View Full Version : Is it possible to detect SoftICE by IsDebuggerPresent( )?

Solomon
February 21st, 2001, 04:43
According to MSDN, this API is used to detect debugger.
In my opinion it's used to detect Win32 application level debugger such as W32Dasm/VC++/TurboDebugger etc, not system debugger such as SoftICE.

Am I right? Thx
+SplAj
February 22nd, 2001, 01:46
Hi

I came across this in the last CommView 2.4. Usually, in previous versions, there was several checks by both ASprotect and CV.exe to find a debugger by the old Int and \\.\NTICE etc tricks.

When 2.4 was unpacked there was just this single call to 'IsDebuggerPresent'. I LOL cos the unpacked 2.4 ran ok, no SI / debugger message !...and I got on my merry way to try and fix the half packets of the evaluation etc etc.

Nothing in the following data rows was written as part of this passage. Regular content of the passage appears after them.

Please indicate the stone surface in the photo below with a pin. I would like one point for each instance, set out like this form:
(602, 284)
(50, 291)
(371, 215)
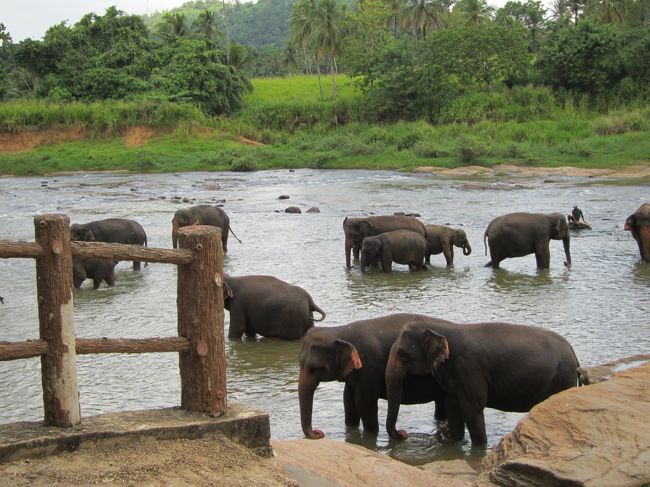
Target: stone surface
(592, 436)
(328, 463)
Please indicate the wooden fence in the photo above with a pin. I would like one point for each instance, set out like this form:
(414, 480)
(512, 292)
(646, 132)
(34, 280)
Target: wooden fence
(200, 340)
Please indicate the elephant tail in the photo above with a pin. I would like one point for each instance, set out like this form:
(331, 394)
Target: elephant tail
(233, 234)
(314, 307)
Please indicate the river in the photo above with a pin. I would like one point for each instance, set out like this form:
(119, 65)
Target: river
(599, 305)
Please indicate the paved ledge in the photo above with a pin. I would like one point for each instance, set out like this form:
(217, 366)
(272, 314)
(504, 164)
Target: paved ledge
(247, 426)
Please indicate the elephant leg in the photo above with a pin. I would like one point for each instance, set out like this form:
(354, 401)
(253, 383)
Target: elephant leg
(351, 415)
(237, 322)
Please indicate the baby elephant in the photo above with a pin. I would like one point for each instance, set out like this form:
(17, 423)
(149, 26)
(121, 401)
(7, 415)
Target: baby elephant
(441, 239)
(400, 246)
(269, 307)
(96, 269)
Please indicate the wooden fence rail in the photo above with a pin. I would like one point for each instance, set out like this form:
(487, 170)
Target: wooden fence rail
(200, 343)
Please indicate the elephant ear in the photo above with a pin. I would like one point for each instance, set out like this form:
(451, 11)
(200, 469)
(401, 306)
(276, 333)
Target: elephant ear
(437, 346)
(349, 357)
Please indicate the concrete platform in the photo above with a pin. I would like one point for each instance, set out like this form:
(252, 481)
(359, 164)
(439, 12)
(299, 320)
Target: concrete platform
(247, 426)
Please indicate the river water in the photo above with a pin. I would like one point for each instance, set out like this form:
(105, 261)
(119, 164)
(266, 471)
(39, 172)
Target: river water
(600, 304)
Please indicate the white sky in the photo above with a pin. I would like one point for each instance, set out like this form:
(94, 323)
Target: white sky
(31, 18)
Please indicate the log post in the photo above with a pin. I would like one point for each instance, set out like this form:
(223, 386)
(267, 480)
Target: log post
(56, 321)
(201, 321)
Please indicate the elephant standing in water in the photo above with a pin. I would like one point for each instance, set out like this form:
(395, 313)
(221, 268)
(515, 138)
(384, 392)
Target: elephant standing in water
(441, 239)
(400, 246)
(269, 307)
(357, 354)
(638, 223)
(358, 228)
(111, 230)
(495, 365)
(202, 215)
(519, 234)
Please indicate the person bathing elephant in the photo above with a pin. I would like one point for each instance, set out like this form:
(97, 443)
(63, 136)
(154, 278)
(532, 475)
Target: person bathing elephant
(111, 230)
(400, 246)
(495, 365)
(269, 307)
(202, 215)
(358, 228)
(638, 223)
(519, 234)
(96, 269)
(441, 239)
(357, 354)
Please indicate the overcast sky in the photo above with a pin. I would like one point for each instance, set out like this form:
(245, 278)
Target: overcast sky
(31, 18)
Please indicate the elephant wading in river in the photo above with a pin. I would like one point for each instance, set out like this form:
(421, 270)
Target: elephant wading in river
(400, 246)
(202, 215)
(441, 239)
(112, 230)
(638, 223)
(269, 307)
(495, 365)
(358, 228)
(357, 354)
(96, 269)
(519, 234)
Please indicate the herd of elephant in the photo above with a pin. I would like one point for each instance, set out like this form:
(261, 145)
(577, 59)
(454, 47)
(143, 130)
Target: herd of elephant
(403, 358)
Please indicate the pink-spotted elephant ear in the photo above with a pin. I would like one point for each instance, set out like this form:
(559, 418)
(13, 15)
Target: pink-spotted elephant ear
(349, 357)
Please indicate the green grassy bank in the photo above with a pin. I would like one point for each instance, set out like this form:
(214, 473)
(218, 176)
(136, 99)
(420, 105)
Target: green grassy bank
(286, 125)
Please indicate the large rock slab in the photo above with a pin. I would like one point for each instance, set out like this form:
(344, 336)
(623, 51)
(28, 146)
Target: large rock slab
(329, 463)
(592, 436)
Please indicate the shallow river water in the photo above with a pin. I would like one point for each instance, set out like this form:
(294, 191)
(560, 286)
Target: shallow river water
(600, 305)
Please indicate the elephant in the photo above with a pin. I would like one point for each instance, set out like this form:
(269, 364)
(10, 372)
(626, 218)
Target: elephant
(441, 239)
(358, 228)
(519, 234)
(112, 230)
(357, 354)
(202, 215)
(267, 306)
(400, 246)
(638, 223)
(497, 365)
(96, 269)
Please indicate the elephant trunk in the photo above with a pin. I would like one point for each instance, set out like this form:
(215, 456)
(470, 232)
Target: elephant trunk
(348, 250)
(567, 250)
(395, 374)
(307, 385)
(467, 248)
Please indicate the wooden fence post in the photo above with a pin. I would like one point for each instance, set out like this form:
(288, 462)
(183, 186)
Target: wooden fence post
(201, 321)
(56, 321)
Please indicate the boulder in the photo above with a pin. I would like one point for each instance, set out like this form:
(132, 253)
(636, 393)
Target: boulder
(596, 435)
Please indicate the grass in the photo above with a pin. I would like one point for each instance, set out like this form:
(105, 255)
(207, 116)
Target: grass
(294, 128)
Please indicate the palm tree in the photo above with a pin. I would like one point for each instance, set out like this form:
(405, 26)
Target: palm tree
(326, 35)
(474, 12)
(420, 14)
(206, 25)
(173, 25)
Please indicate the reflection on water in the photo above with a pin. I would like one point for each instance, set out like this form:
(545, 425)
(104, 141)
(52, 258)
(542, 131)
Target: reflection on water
(599, 304)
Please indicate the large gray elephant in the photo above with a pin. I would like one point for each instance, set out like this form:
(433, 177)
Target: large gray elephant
(495, 365)
(358, 228)
(111, 230)
(638, 223)
(441, 239)
(96, 269)
(519, 234)
(202, 215)
(400, 246)
(357, 354)
(267, 306)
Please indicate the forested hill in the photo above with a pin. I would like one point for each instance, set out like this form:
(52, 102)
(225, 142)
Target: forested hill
(259, 24)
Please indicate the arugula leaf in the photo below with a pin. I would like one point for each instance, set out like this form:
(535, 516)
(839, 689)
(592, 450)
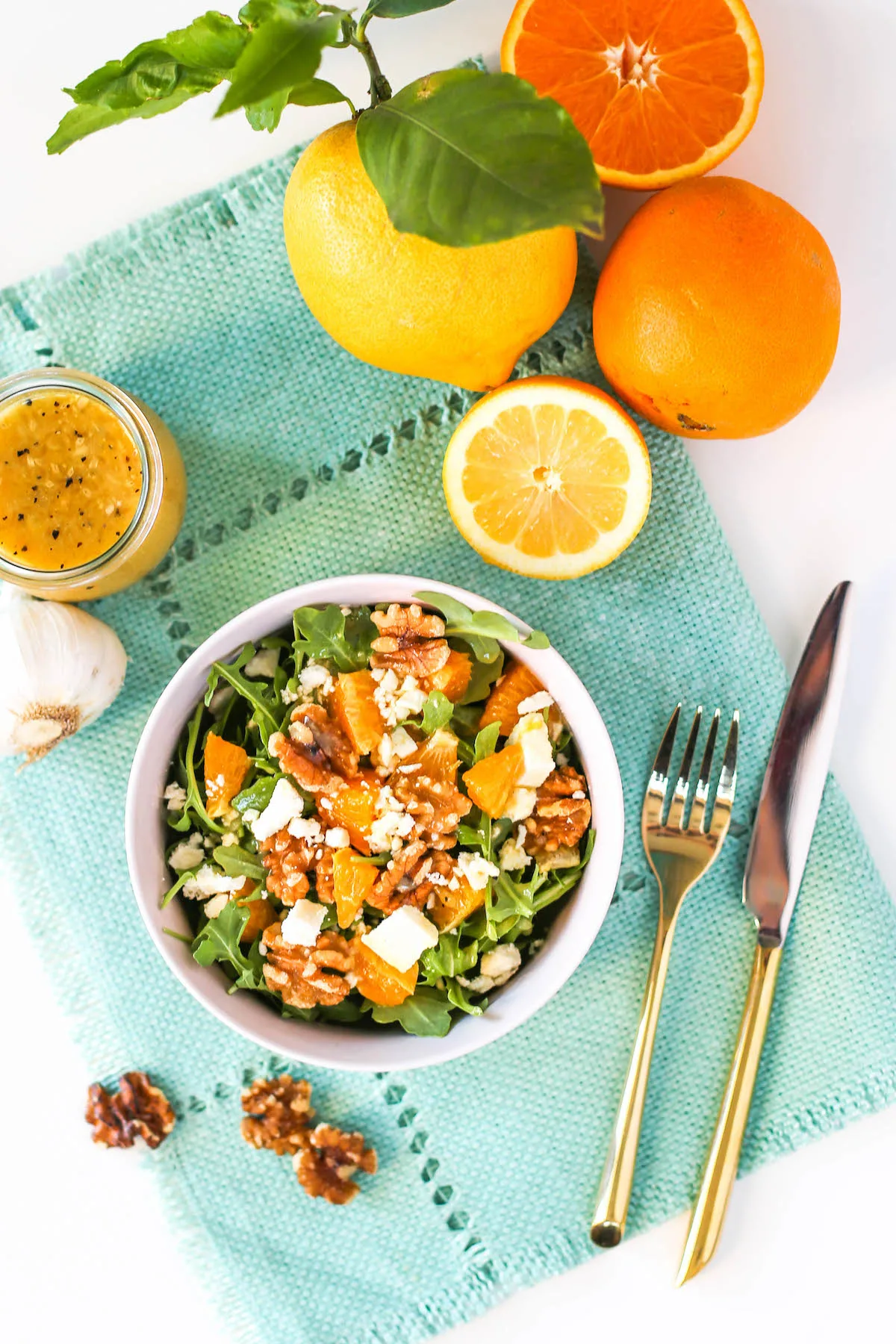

Then I pressed the 'start capture' button......BOOM they got me PSOD. This was on Windows 2K

So in short this call can be used to find SI as well.

SplAj
Solomon
February 22nd, 2001, 04:45
Thank you for your experience.
I wrote a little prog to test this API, it always tells me "SoftICE not found". The environment is Win2000 Server + SoftICE 4.05. Both kernel32.dll and SoftICE are not patched.

#include <windows.h>
#include <stdio.h>

WINBASEAPI BOOL WINAPI IsDebuggerPresent(VOID);

void main(void)
{
if (IsDebuggerPresent( ))
{
printf("SoftICE detected.
";
}
else
{
printf("SoftICE not found.
";
}
}
Acid_Cool_178
February 22nd, 2001, 05:17
for some more API's that might help so are some of them in here:
http://msdn.microsoft.com/library/psdk/winbase/debug_6qcz.htm

else http://msdn.microsoft.com/default.asp is a good place to get some good information on API's

Acid_Cool_178
Solomon
February 24th, 2001, 01:56
Thx Acid_Cool_178.

Actually I have the MSDN CD. Just wonder why this API can't return TRUE when SoftICE resides in the memory.
Solomon
February 24th, 2001, 02:01
I have read some anti-tracing tuts saying that SoftICE can be detected in this way. But it can't detect SoftICE in my machine. That's why I asked such a question.
Lord Rhesus
February 24th, 2001, 08:56
I'm sure this only checks if someone is trying to debug the program using the debug API's that come with windows! Have a look at Iczelion's tuts on using the debug API www.win32asm.cjb.net
IcyDee
March 4th, 2001, 06:42
I think that the IsDebuggerPresent() API only checks that the application has been loaded using the Debug API. In other words using the SoftIce Loader.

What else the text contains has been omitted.